Large pieces of butter-soft carrots bob in Zaftigs’ matzo ball soup, but the bowl suffers from under-salted broth and under-seasoned matzo balls, too. This simple soup verges on bland and tastes as though it were made with light vegetable broth instead of real chicken. Chopped liver is a stronger showing, with an ideal salt content, a little sweet ness, and a consistency that is slightly coarse and not too dense. The appetizer portion, served with red pepper slices, black olives, and a too-hard-boiled egg, could easily appease four.
The most attractive plate of liver — no easy feat — goes to Rubin’s. Here a dome of liver comes with four round crackers and a festive array of red and yellow bell peppers, tomato, and red onion. The thoughtful and cheery plating is enough to delight even the most old-fashioned diners, who expect their chopped liver apportioned with a hunk of bread.
Strictly speaking, there is no Reuben at Rubin’s, as this is a certified kosher restaurant, and pairing cheese and beef would violate the dietary laws that demand the separation of milk and meat.

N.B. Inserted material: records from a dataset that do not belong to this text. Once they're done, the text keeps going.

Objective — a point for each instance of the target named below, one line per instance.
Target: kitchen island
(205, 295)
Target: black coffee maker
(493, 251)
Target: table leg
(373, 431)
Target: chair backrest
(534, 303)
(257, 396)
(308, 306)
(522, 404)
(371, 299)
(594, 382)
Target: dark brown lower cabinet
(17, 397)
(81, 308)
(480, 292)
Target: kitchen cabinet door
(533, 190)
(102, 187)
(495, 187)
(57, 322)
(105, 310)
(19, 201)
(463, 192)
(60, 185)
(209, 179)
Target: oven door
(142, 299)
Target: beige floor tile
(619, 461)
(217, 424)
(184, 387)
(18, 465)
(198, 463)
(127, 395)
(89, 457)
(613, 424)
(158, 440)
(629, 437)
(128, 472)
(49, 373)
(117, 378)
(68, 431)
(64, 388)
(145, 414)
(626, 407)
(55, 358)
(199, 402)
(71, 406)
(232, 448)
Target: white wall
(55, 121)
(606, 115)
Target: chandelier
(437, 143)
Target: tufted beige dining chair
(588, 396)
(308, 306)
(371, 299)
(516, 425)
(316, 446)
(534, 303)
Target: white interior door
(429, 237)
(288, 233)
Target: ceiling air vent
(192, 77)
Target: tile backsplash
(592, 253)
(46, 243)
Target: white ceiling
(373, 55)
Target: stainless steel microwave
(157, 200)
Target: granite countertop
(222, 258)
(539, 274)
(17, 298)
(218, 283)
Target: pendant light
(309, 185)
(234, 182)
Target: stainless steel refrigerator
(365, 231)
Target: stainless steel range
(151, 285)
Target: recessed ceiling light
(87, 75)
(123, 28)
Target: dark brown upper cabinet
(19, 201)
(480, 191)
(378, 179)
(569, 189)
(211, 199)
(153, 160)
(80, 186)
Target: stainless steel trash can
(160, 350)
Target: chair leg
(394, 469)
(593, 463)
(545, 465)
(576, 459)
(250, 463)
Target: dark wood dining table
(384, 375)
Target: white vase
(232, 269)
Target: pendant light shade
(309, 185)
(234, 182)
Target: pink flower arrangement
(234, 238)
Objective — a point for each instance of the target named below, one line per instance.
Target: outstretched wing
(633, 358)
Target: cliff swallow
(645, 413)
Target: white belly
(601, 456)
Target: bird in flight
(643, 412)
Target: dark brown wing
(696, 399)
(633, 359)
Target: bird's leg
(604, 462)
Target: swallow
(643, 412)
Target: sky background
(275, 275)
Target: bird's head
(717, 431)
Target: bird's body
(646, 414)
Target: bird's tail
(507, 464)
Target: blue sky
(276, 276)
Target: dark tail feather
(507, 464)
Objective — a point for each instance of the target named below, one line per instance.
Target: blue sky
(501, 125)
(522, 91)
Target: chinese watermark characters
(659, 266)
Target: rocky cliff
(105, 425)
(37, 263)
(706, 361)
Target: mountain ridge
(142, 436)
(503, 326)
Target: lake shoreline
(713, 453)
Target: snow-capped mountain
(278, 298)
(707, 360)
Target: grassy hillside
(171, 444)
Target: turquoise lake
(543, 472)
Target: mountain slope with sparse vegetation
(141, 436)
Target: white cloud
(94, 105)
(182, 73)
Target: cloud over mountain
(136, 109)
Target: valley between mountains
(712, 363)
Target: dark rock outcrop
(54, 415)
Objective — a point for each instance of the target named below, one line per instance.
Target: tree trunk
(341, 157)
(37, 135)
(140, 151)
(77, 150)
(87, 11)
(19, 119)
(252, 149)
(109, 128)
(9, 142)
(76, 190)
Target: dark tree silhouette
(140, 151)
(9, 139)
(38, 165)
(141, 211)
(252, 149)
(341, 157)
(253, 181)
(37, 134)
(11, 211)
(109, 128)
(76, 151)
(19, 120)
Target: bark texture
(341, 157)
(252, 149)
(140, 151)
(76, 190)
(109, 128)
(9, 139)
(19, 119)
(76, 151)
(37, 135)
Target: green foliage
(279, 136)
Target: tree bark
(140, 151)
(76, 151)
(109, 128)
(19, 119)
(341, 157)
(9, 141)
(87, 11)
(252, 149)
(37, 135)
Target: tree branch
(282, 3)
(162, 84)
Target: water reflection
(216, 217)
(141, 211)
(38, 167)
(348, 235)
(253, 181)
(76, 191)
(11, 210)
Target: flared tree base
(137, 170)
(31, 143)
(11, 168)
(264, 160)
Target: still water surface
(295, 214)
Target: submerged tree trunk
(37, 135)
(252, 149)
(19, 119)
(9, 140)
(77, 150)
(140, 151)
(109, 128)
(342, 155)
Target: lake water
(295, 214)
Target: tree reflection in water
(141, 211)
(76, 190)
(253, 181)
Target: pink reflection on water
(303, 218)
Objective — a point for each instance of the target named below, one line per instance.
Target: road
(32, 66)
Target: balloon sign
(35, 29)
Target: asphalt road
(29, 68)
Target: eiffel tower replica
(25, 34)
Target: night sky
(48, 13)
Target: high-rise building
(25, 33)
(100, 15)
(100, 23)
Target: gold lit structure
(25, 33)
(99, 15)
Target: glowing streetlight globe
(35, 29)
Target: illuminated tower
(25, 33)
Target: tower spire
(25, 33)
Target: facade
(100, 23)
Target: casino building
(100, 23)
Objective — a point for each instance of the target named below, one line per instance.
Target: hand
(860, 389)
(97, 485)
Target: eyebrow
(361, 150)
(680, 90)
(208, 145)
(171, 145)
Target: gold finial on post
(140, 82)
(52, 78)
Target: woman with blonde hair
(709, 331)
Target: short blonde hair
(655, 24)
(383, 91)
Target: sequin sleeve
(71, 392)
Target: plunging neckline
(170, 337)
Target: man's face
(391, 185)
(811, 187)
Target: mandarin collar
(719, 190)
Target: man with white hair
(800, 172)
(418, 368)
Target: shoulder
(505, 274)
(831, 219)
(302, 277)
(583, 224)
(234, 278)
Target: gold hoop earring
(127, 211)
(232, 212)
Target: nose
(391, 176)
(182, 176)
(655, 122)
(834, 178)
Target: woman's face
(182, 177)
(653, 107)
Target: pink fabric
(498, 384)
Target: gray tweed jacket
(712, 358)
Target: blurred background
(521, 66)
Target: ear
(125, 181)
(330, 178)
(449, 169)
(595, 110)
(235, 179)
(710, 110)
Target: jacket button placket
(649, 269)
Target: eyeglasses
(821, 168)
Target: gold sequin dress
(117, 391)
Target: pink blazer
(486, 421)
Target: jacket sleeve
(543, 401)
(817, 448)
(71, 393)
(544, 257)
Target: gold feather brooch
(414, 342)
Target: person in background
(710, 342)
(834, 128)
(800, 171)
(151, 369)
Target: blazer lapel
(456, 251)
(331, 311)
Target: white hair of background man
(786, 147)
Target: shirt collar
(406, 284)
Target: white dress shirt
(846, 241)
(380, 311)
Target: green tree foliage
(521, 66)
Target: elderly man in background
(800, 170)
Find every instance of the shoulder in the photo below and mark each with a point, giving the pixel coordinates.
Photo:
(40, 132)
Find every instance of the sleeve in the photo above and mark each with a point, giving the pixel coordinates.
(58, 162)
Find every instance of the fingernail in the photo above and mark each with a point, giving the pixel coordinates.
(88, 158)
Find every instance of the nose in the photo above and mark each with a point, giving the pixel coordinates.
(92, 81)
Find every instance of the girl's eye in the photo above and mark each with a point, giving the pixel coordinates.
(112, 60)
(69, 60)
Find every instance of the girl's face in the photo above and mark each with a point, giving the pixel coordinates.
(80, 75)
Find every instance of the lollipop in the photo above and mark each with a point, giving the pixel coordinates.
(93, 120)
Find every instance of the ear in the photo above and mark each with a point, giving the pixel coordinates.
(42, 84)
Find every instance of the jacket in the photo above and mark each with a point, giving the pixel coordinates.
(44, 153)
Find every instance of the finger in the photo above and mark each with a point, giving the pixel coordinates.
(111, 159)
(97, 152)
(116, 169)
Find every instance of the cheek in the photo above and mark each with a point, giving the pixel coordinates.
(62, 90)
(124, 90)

Rubin’s does have several equally appealing corned-beef sandwiches, and here the meat is sliced thicker than at any of the other delis. If you ask for a Reuben you will still be served one, with non-dairy cheese standing in for Swiss. Matzo ball soup is again under-salted and not particularly flavorful.
Barry’s Village Deli wins the prize for atmosphere. It’s the kind of place that could play a neighborhood deli in a movie. The dining area is small and hung with air-brushed portraits of celebrities like Sean Connery and Larry Bird. Meals are served on plastic plates or in disposable containers and hot drinks are sometimes brought to the table in Styrofoam. At some restaurants this could be off-putting. Here it adds character.
The liver is the best of the three dishes we sampled at Barry’s, and it comes with plenty of packaged Saltines. The Reuben is juicy and crusty, though not quite as buoyant as Zaftigs’. Again, the soup is bland. A posted list of ingredients reveals the use of commercial “chicken base.’’ Doesn’t anyone lovingly simmer broth from a chicken like mom used to?
The best soup is served at Maxie’s in Stoughton. Here, finally, broth and matzo balls are flavorful. This soup also has the tenderest chicken of those we sampled. The Reuben is comparable to Barry’s and is also available atop two made-in-house knishes in lieu of bread. Unless you want discomfort food, it should be split by at least two diners. The liver is rich and again more sweet than salty, though its presentation is the polar opposite of Rubin’s: An unapologetic, crudely shaped hunk, it looks as though it might have dropped from the sky. Still, for an unassuming deli in a suburban strip-mall, Maxie’s delivers an authentic experience.
If any of these eateries were to take a cue from the new Mile End Delicatessen in Brooklyn, N.Y., and embrace the wave of rootsy, back-to-basics, ingredient-focused cooking that now defines so many restaurants, diners would surely take notice. As “Save the Deli’’ author David Sax said in a recent conversation, delis offering more in-house specialties might remind patrons that these were the places that smoked and cured meats and made their own pickles long before your neighborhood gastropub.